Element two is the setup costs. Here we are looking at any additional hardware, software, and storage costs incurred to use this new widget. In our example, we are buying a SaaS application so there are no servers on our side to setup. However, there will be a cost in engineer hours for integrating it within our existing ecosystem. That will be the next element. If this widget had been a new on premise setup, we could have calculated the costs of a new server set, either bare-metal or virtual machine, storage costs, costs of a new database with its storage, load-balancer costs. Instead, there is a hidden cost of using SaaS if your solution is already in the cloud. Most cloud providers charge you for outbound data transfers. You can find the costs buried in your billing or from deep in their pricing documentation. For instance, AWS costs for 10gb a day outbound traffic via a NAT gateway would be: $0.045 per hour * 24 hours in a day, plus $0.045 per gb * 10 gb. So the formula would look like: (Hours * price per hour) + (Volume * price per volume) = cost per day. Then for the year it would be: Cost per day * Days in a year = Yearly cost.

EX: (24 * 0.045) + ( 10 * 0.045) = $1.53 per day. For an annual cost of: 1.53*365 = $558.45.

Element three is engineering hours. This is the cost in engineer hours required to get the new item implemented. The time to setup and configure the account to integrate with our company’s SSO and security standards in this case. Lets say it will take a typical scrum sprint, or two weeks, to complete this setup for a single engineer. That’s 80 engineer hours at the cost of an engineer. In most companies, either your manager or a member of your Human Resources can give you an average hourly rate for engineer within the company. You can use that for this calculation. Lets say it’s somewhere in the ball park of $40/hr. We will want to adjust it to cover for taxes, benefits, PTO and etc, so lets make sure to multiply it by the benefits modulus or 1.30. Then this cost element formula would be: Engineer Hours * (Base Hourly Cost * Benefits Modulus ) = Total Cost in engineer hours.

EX: 80*(40 * 1.3) = $4,160 or 80 * 52 = $4,160.

Element four is the upkeep costs. This is often the killer for any CBA that gets forgotten. The man hours of user maintenance, standardization enforcement, adding new internal widgets to report to it, data rotation, cleanup tasks, and agent updates.

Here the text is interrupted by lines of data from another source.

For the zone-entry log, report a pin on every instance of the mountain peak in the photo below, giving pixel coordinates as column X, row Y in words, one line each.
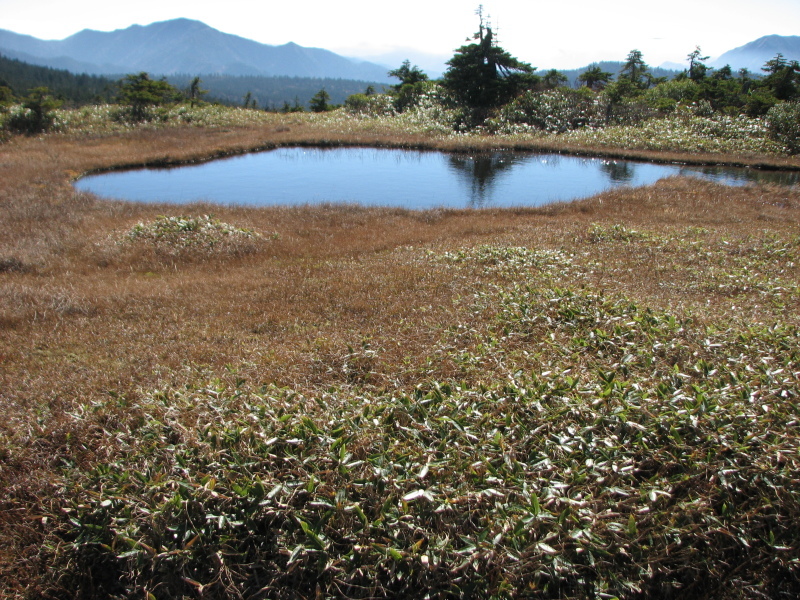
column 753, row 55
column 188, row 46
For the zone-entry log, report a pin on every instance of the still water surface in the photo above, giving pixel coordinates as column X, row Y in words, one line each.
column 399, row 178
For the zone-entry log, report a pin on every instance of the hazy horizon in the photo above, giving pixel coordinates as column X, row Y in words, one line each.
column 546, row 36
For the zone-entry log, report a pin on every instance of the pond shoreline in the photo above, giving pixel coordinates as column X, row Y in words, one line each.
column 487, row 144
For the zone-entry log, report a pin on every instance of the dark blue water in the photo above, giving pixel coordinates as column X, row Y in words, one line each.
column 399, row 178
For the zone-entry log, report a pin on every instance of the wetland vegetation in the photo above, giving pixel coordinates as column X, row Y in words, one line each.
column 591, row 400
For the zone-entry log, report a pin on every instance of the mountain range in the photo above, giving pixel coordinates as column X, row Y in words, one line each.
column 182, row 46
column 752, row 56
column 188, row 47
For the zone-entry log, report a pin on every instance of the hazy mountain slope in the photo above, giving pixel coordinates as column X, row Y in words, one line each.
column 752, row 56
column 186, row 46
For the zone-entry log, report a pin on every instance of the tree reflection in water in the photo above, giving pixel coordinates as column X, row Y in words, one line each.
column 480, row 172
column 618, row 171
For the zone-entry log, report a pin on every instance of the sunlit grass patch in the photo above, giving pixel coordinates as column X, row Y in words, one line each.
column 670, row 454
column 204, row 233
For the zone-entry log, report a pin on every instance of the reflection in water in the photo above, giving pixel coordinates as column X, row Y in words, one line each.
column 734, row 176
column 618, row 171
column 401, row 178
column 479, row 172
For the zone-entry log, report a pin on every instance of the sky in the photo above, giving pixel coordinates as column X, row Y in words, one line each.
column 562, row 34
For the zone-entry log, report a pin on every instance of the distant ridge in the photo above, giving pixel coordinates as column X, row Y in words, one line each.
column 753, row 55
column 182, row 46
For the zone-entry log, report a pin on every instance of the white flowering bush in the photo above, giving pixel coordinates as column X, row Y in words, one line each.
column 783, row 121
column 552, row 111
column 104, row 118
column 687, row 132
column 374, row 105
column 204, row 233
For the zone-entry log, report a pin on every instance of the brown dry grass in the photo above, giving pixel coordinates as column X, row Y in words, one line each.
column 81, row 317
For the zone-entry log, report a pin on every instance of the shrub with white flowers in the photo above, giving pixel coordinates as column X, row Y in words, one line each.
column 552, row 111
column 783, row 121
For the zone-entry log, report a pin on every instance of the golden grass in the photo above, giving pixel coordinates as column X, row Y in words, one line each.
column 331, row 296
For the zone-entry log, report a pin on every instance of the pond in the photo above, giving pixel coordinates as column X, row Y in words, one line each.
column 397, row 178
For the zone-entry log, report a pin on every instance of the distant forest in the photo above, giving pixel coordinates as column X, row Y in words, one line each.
column 268, row 92
column 74, row 89
column 272, row 92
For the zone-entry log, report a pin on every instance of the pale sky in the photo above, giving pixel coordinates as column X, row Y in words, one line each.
column 554, row 34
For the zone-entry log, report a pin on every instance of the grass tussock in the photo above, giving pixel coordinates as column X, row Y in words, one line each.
column 586, row 400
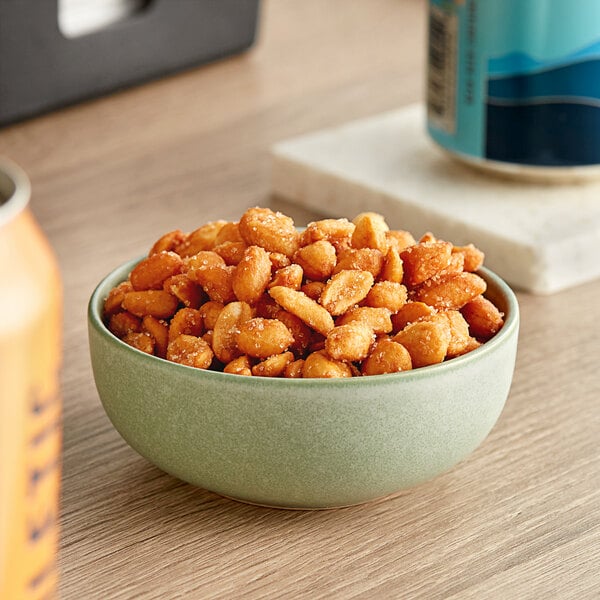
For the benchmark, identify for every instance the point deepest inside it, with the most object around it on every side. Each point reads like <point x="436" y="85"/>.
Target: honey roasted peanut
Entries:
<point x="258" y="298"/>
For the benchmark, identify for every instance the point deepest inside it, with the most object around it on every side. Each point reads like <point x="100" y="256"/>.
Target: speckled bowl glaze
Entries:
<point x="303" y="443"/>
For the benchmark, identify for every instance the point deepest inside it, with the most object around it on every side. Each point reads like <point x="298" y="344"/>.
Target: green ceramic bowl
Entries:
<point x="312" y="443"/>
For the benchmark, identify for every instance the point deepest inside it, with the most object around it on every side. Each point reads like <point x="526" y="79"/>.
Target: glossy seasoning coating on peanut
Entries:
<point x="258" y="298"/>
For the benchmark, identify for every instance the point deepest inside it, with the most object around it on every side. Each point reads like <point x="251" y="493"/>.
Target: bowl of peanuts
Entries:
<point x="303" y="368"/>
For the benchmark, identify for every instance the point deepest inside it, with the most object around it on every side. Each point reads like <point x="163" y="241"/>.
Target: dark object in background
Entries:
<point x="40" y="69"/>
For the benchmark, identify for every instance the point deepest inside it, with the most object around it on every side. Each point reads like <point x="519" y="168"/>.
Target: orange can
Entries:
<point x="30" y="405"/>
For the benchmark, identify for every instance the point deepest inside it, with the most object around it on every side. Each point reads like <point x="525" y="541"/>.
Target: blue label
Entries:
<point x="515" y="81"/>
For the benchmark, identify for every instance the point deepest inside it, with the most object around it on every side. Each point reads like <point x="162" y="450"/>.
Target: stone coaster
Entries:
<point x="539" y="237"/>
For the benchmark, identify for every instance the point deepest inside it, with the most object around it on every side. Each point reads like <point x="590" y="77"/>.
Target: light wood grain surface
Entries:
<point x="520" y="518"/>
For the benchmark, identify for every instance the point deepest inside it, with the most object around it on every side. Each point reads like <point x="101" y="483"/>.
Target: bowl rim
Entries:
<point x="119" y="274"/>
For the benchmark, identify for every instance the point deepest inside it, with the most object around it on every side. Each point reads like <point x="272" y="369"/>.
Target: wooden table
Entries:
<point x="520" y="518"/>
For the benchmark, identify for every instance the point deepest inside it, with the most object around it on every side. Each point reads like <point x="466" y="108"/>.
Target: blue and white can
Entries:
<point x="514" y="85"/>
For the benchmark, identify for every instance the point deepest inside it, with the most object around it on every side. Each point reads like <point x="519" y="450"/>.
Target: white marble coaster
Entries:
<point x="540" y="238"/>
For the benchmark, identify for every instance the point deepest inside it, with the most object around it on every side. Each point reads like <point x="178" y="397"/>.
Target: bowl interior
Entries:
<point x="303" y="443"/>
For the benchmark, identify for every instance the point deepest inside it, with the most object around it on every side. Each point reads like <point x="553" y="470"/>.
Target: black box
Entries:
<point x="40" y="69"/>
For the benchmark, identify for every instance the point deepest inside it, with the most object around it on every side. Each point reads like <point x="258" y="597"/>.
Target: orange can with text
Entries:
<point x="30" y="405"/>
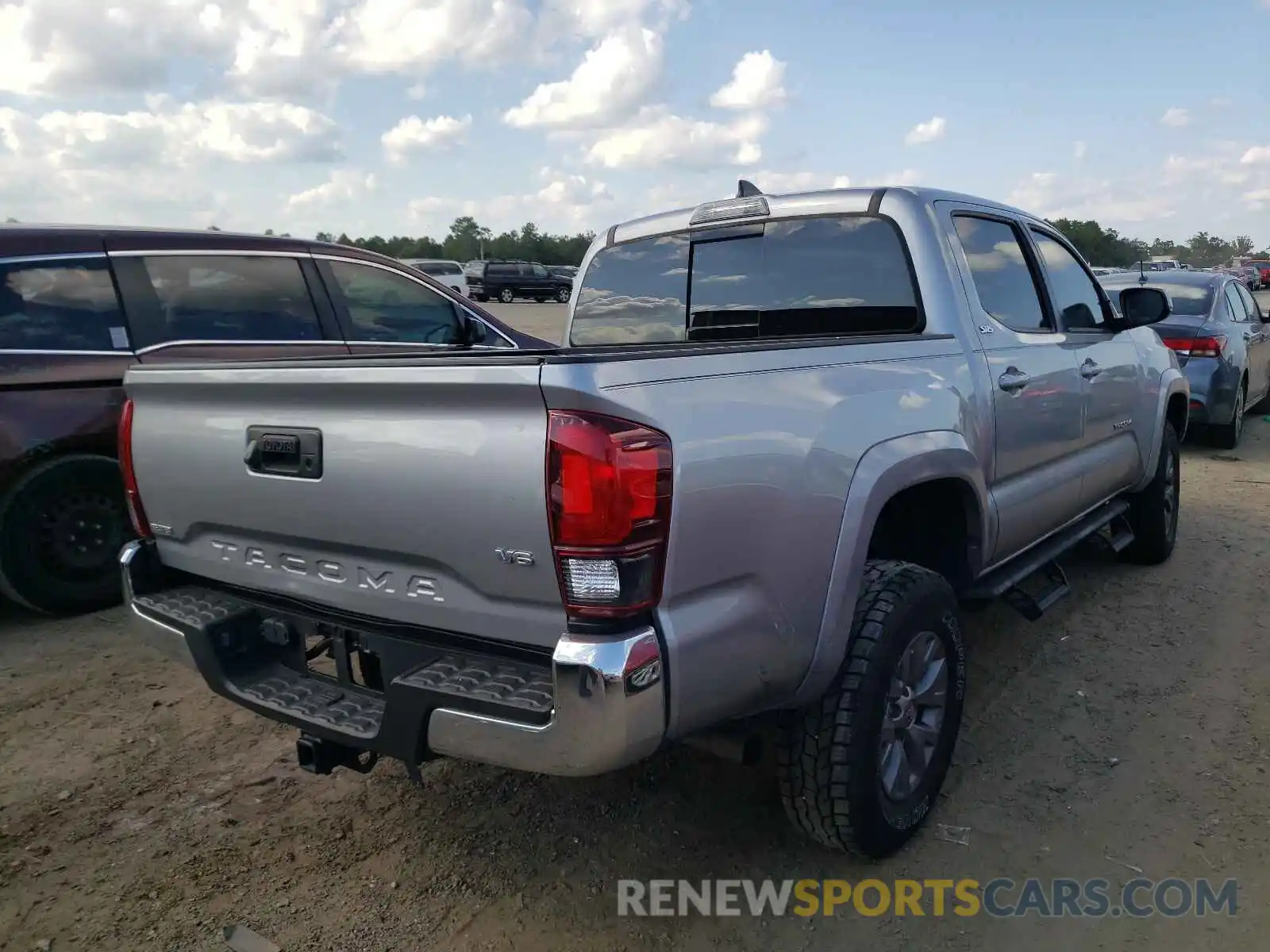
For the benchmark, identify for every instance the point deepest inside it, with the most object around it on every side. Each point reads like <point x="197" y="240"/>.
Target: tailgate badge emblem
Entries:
<point x="514" y="556"/>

This will never be 100% accurate but the best way I have found to estimate this cost is to assume 5-10% of one engineer’s time over the course of a year depending on premise or SaaS. With this being a SaaS application we will go with the 5% mark. So let’s find the annual hours with this formula: (Hours per week * Weeks in a year) * Percentage of Hours = Hours for Upkeep. Then we will want to multiply that by the price of those hours from element three so: Hours for Upkeep * ( Base Salary * Benefits Modulus ) = Upkeep Costs per year.

EX: (40 * 52) * 0.05 = 104 then 104 * (40 * 1.3) = $5,408/year.

Now we can plug in that total cost: 2500 + 558.45 + 4160 + 5408 = $12,626.45/year. That would be the cost of the new widget annually.

Element five, the final element is the benefit. This is where you can evangelize the better process; easier use, quicker integration, etc. that this new widget provides. Once you list out these features, I would suggest some screen shots of the UI, etc. but not too many. One small one per highlight tends to be sufficient.

Example:

Cost Element Quantity Amount per Item Total
License 1 2500 2500
Data Transfer 1 1.53 558.45
Setup 80 52 4160
Upkeep 104 52 5408
Grand Total     12626.45
  • No more servers to maintain for the project
  • More storage at a cheaper cost
  • Better UI interface
  • Better Search capabilities
  • Machine Learning Assistance for anomaly detection
  • The Ability to build graphs from Log based data via common syntax
  • The Ability to Extend the interface with custom NodeJS additions using sdk

After you have the section for the new widget you want, be sure to plug in the same process for the existing widget, and any other widgets evaluated for easy comparison.

With this tool in your toolbox you can see for yourself if the new widget is worth the purchase as well as show it off to your leadership, easily and confidently.